String value "looking" the same, but there is a difference (cannot use distinct)

Question

String value "looking" the same, but there is a difference (cannot use distinct)

donstarter

Old Hand

Points: 378
More actions
February 24, 2016 at 5:49 am

#308246

Hi all,
I am having an issue with using distinct on one single column in a table and getting multiple result rows for a string "looking" the same. When I hashbyte the values, I can see that there must be a difference.But I have no clue how to get rid of this behaviour... please help:
MS SQL Server 2014 (Server, DB and Field Collation are all the same - Latin1_General_CI_AS)
City column is defined as nvarchar(50)
Table with column "City", doing a "select distinct city from table1" I get below city multiple times:
Column City
Zweibrücken
Zweibrücken
Zweibrücken
When doing a Hashbyte, I can see that there seems to be a difference of these values:
Column CityColumn City_Hashbyte
Zweibrücken0x31244719AA18450C404BD27E1F0B07A36E7840A2
Zweibrücken0xBD0FF24BCB34A0A2C83AE9069E59F33A588110E9
Zweibrücken0xD7BEF38644E48185EBC60B207EFF33F7DE50D8BF
All data is imported from one single XML file onto one single table. So I really don't get where this difference is coming from and how this can be overcome.
Thanks for any input / suggestion.

Viewing 7 posts - 1 through 6 (of 6 total)

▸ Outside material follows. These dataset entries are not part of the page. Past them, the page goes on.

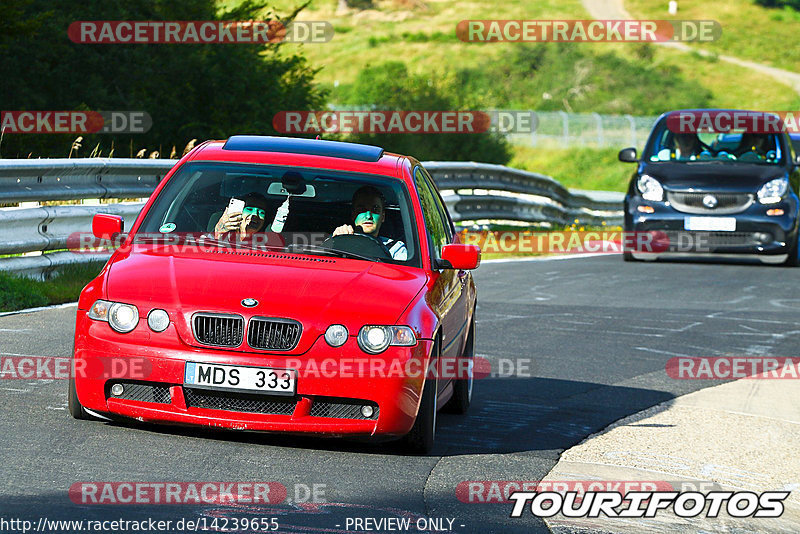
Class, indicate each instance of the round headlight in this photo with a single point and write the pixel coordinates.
(158, 320)
(650, 188)
(772, 192)
(336, 335)
(374, 339)
(123, 317)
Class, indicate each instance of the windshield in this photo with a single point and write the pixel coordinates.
(726, 147)
(309, 211)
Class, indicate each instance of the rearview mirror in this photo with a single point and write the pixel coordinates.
(461, 257)
(105, 226)
(628, 155)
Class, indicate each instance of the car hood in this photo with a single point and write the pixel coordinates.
(317, 291)
(712, 176)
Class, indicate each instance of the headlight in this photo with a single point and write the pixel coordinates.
(650, 188)
(121, 317)
(158, 320)
(336, 335)
(773, 191)
(374, 339)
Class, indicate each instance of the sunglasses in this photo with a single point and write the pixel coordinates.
(259, 212)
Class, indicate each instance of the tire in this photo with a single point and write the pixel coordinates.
(791, 259)
(462, 388)
(420, 438)
(75, 409)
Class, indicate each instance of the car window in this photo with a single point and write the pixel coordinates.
(303, 206)
(437, 231)
(441, 208)
(725, 147)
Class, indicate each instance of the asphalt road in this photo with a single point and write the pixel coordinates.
(595, 334)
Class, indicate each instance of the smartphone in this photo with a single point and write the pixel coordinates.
(235, 206)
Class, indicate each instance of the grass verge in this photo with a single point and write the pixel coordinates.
(19, 293)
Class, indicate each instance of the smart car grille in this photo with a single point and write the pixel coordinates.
(726, 202)
(218, 330)
(273, 334)
(235, 402)
(341, 408)
(143, 393)
(697, 241)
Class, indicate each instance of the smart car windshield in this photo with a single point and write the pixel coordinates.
(732, 146)
(309, 211)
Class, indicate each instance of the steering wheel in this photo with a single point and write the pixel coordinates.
(359, 243)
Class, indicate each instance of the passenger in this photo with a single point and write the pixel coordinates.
(252, 219)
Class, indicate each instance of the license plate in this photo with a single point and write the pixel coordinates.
(240, 378)
(715, 224)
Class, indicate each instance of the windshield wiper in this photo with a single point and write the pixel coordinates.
(332, 252)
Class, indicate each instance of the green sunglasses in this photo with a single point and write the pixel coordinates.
(260, 212)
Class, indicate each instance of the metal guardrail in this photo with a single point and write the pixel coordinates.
(503, 193)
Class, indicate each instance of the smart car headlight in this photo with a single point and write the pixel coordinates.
(773, 191)
(650, 188)
(374, 338)
(121, 317)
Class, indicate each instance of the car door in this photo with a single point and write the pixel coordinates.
(446, 294)
(460, 308)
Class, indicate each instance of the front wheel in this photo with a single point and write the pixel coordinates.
(420, 438)
(791, 258)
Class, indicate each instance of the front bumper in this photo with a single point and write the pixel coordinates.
(756, 234)
(327, 401)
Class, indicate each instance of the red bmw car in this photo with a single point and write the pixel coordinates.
(282, 285)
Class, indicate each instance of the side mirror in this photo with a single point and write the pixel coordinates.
(628, 155)
(106, 226)
(461, 257)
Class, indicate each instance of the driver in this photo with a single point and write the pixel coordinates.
(368, 215)
(687, 146)
(252, 219)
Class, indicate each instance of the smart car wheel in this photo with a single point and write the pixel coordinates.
(420, 439)
(791, 258)
(462, 386)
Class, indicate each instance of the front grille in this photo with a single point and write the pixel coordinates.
(238, 402)
(218, 330)
(341, 408)
(726, 202)
(698, 241)
(273, 333)
(142, 392)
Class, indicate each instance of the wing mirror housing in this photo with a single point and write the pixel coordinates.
(460, 256)
(628, 155)
(105, 226)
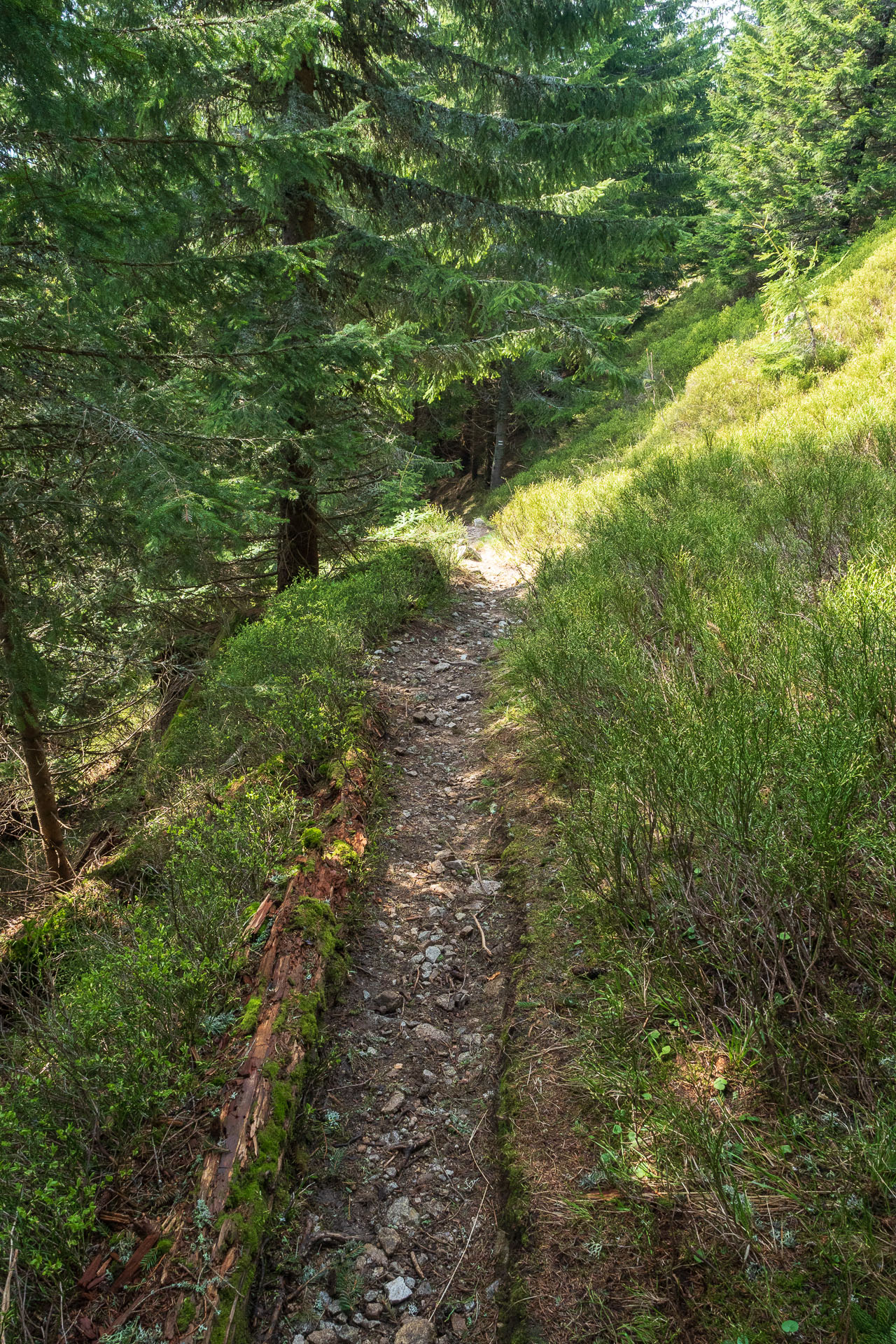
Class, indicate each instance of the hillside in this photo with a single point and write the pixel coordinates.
(699, 1130)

You must be logged in to reply to this topic. Login to reply

Phil Parkin SSC Guru Points: 246963 More actions · Answer 1

donstarter (2/24/2016)
Hi all,
I am having an issue with using distinct on one single column in a table and getting multiple result rows for a string "looking" the same. When I hashbyte the values, I can see that there must be a difference.But I have no clue how to get rid of this behaviour... please help:
MS SQL Server 2014 (Server, DB and Field Collation are all the same - Latin1_General_CI_AS)
City column is defined as nvarchar(50)
Table with column "City", doing a "select distinct city from table1" I get below city multiple times:
Column City
Zweibrücken
Zweibrücken
Zweibrücken
When doing a Hashbyte, I can see that there seems to be a difference of these values:
Column CityColumn City_Hashbyte
Zweibrücken0x31244719AA18450C404BD27E1F0B07A36E7840A2
Zweibrücken0xBD0FF24BCB34A0A2C83AE9069E59F33A588110E9
Zweibrücken0xD7BEF38644E48185EBC60B207EFF33F7DE50D8BF
All data is imported from one single XML file onto one single table. So I really don't get where this difference is coming from and how this can be overcome.
Thanks for any input / suggestion.

You could try pasting the data into Notepad++ and then selecting the View/Show Symbol/Show All Characters option. Maybe that will show something.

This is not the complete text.